La déconnexion entre la population et les services qui la protègent m’a rarement parue aussi importante, sur fond de fantasmes et de raccourcis. Seules quelques voix ont rappelé qu’il ne serait pas plus mal de se protéger au lieu de geindre, et je n’ose imaginer à quel point le personnel de l’ANSSI a dû se sentir seul ces derniers mois. Les services de renseignement sont un outil indispensable de souveraineté, et s’il est exclu de leur laisser la bride sur le cou, froncer le nez devant leurs pratiques quotidiennes relève, à mon sens, d’un mélange sidérant entre candeur et dogmatisme, à moins qu’il ne s’agisse du dogme de la candeur.
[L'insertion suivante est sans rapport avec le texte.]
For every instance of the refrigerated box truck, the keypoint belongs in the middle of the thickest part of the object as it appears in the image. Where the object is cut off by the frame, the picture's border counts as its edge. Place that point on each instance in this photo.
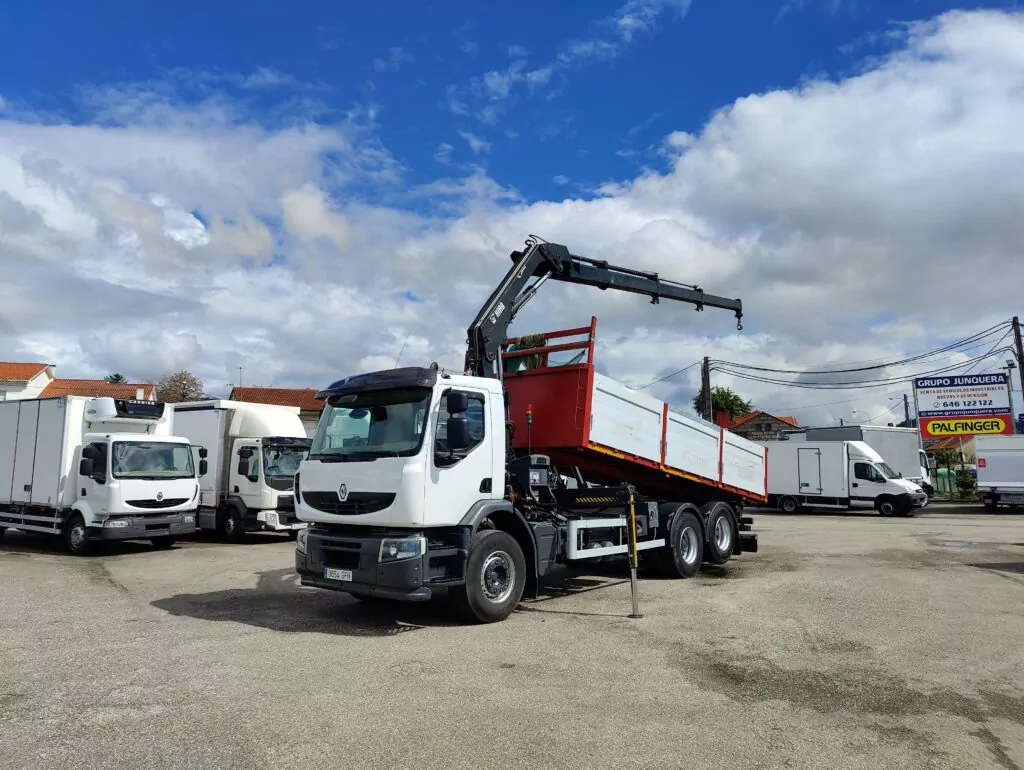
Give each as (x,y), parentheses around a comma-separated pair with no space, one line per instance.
(255,450)
(90,469)
(1000,470)
(900,447)
(839,475)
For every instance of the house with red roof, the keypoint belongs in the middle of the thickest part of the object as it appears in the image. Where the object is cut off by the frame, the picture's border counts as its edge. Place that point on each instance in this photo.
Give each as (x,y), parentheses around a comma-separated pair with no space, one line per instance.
(757,426)
(304,398)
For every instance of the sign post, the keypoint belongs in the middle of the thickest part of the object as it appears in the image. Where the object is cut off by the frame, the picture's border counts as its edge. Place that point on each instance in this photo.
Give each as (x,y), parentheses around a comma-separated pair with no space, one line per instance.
(967,405)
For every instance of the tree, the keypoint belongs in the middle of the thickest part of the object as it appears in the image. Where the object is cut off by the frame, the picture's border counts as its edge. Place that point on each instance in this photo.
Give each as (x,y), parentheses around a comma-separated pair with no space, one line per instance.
(723,399)
(181,386)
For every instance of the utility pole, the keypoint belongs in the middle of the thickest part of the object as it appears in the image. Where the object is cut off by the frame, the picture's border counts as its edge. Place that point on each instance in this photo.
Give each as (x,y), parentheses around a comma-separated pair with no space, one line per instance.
(706,402)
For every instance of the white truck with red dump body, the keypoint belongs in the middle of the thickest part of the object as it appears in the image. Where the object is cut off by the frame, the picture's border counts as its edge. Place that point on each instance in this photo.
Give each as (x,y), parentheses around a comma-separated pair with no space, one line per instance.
(479,483)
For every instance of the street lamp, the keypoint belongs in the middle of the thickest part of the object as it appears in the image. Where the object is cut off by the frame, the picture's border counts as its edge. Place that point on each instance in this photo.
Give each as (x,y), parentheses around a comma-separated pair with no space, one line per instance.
(1010,390)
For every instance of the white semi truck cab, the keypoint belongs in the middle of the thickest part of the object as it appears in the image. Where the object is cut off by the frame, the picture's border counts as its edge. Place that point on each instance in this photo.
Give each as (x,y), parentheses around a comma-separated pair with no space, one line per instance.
(90,469)
(255,451)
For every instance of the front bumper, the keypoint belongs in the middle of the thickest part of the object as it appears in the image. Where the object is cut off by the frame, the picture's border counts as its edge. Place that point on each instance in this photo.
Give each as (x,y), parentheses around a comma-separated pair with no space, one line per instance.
(357,556)
(144,527)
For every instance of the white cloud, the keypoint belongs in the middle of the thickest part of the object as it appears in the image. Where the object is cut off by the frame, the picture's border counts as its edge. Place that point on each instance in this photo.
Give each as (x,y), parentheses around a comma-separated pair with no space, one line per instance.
(475,142)
(396,56)
(858,220)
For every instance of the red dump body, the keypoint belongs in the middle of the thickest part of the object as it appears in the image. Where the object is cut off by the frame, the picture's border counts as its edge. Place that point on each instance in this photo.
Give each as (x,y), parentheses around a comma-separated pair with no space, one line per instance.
(614,433)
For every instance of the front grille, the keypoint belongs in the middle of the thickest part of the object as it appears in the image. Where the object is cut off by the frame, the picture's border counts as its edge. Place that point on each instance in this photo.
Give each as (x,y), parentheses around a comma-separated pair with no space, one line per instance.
(165,503)
(356,504)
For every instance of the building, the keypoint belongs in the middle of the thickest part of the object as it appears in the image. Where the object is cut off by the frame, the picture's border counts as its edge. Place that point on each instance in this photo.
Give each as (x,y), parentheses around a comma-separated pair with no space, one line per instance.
(99,388)
(24,380)
(757,426)
(304,398)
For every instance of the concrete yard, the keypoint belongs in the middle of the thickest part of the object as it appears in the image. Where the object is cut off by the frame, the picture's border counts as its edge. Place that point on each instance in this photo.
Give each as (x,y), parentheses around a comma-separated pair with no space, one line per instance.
(847,642)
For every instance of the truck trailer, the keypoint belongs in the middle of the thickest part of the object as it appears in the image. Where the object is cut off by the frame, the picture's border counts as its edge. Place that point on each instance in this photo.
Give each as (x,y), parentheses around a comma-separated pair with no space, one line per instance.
(95,469)
(1000,470)
(900,447)
(839,475)
(480,482)
(256,450)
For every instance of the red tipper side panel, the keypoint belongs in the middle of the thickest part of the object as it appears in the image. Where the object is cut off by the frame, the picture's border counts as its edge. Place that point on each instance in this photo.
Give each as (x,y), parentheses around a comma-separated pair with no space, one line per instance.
(560,399)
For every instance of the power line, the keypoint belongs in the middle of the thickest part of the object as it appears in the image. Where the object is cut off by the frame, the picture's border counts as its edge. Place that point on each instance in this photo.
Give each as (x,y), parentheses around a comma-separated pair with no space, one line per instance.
(854,384)
(952,346)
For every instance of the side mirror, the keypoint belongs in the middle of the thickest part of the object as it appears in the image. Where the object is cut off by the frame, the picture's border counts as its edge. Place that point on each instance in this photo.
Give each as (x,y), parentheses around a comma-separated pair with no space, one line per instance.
(458,432)
(458,402)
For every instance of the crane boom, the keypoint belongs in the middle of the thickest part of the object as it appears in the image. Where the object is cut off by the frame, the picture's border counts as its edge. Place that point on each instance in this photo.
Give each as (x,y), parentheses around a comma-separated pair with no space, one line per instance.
(542,260)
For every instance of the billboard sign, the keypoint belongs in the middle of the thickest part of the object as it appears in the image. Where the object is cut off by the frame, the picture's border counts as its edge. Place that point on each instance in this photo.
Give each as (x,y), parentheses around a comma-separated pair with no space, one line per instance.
(966,405)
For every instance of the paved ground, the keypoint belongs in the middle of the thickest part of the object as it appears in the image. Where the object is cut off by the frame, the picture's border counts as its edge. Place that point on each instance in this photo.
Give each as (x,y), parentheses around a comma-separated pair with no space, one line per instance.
(848,642)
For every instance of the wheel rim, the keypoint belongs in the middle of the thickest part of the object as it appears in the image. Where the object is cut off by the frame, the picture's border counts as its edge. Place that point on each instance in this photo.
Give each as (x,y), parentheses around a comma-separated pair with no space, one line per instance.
(498,576)
(688,545)
(723,533)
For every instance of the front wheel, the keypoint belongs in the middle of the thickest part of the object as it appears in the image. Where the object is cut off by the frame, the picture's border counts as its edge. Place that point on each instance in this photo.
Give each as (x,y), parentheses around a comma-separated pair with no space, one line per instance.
(496,576)
(74,536)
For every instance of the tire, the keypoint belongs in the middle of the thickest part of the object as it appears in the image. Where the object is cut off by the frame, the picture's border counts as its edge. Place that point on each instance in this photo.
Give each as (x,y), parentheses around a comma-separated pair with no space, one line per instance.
(229,526)
(887,507)
(496,576)
(684,554)
(74,536)
(721,532)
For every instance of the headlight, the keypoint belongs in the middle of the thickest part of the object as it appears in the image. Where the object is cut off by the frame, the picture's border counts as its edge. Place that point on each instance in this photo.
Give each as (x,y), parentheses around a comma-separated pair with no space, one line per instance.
(395,549)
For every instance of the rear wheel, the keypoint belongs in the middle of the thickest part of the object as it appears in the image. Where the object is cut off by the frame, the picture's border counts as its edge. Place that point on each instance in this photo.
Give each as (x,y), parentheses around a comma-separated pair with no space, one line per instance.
(721,528)
(74,536)
(682,557)
(496,575)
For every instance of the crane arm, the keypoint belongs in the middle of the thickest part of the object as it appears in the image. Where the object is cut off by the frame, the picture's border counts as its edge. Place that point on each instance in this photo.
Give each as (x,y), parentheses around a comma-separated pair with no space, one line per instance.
(545,261)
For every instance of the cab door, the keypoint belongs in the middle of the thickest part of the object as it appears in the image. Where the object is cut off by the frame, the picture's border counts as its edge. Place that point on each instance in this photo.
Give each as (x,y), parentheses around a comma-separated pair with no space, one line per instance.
(248,475)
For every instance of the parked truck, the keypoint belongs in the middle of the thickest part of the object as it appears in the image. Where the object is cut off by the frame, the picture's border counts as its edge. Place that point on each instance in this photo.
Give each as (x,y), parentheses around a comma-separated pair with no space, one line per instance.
(420,479)
(900,447)
(255,450)
(96,469)
(999,462)
(839,475)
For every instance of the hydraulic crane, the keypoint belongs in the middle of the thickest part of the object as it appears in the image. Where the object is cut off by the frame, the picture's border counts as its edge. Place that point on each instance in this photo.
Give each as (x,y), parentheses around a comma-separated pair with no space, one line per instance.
(543,260)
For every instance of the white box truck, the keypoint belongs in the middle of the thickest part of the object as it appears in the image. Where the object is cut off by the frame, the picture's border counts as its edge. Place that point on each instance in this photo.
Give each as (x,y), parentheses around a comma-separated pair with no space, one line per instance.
(842,475)
(999,461)
(255,450)
(88,469)
(900,447)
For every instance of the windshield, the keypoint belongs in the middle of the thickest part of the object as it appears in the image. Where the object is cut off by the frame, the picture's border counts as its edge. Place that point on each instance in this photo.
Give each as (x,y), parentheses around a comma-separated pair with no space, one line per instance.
(152,460)
(283,461)
(886,470)
(373,424)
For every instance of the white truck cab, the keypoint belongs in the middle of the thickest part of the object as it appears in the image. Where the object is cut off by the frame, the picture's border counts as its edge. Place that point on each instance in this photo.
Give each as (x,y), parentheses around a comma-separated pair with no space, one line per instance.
(92,469)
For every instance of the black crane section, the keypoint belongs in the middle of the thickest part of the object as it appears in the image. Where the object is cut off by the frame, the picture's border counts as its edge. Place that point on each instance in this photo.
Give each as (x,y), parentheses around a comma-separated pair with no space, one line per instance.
(542,260)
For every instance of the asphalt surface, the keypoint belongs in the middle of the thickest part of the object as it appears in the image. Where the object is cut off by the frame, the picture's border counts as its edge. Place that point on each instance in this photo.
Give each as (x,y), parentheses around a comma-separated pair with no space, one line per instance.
(848,641)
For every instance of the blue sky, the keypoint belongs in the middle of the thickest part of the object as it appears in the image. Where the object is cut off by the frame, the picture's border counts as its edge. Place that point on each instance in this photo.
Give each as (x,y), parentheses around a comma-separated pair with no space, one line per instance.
(308,188)
(594,119)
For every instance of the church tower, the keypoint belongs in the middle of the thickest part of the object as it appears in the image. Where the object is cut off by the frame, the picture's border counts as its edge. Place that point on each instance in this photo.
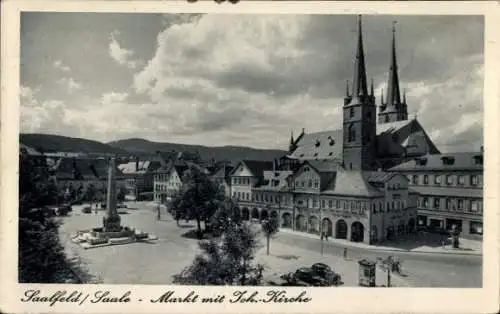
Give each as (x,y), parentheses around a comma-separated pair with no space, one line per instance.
(393,109)
(359,117)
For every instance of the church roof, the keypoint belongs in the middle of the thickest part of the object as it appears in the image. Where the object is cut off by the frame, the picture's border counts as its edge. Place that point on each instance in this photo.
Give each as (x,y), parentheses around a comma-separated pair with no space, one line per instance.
(394,138)
(256,167)
(80,168)
(143,166)
(448,191)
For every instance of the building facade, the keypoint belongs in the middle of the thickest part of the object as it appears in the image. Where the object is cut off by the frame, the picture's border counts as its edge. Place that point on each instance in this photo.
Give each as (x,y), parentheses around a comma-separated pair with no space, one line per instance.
(450,188)
(139,178)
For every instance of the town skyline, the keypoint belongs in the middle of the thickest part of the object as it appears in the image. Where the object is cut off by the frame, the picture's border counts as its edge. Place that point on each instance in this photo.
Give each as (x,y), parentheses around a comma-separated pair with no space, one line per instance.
(248,85)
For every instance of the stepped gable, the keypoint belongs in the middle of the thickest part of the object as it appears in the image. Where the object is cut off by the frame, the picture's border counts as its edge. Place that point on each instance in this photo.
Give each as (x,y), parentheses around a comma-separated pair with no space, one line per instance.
(397,138)
(451,161)
(320,145)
Le sommet a sans doute été atteint par ceux qui, alors que le monde est ce qu’il est, ont cru bon de proclamer qu’il fallait sans doute s’attendre à l’émergence d’une nouvelle éthique du renseignement. Il va de soi, en effet, que les convulsions au Moyen-Orient, avec des processus postrévolutionnaires qui vont durer au moins une génération, les crises africaines à répétition, l’activisme russe, l’agressivité chinoise, la puissance américaine, ou la montée des tensions en Extrême-Orient, il est urgent de s’interdire des pratiques que toutes les autres puissances mettent en œuvre en ayant pleinement conscience de leur importance…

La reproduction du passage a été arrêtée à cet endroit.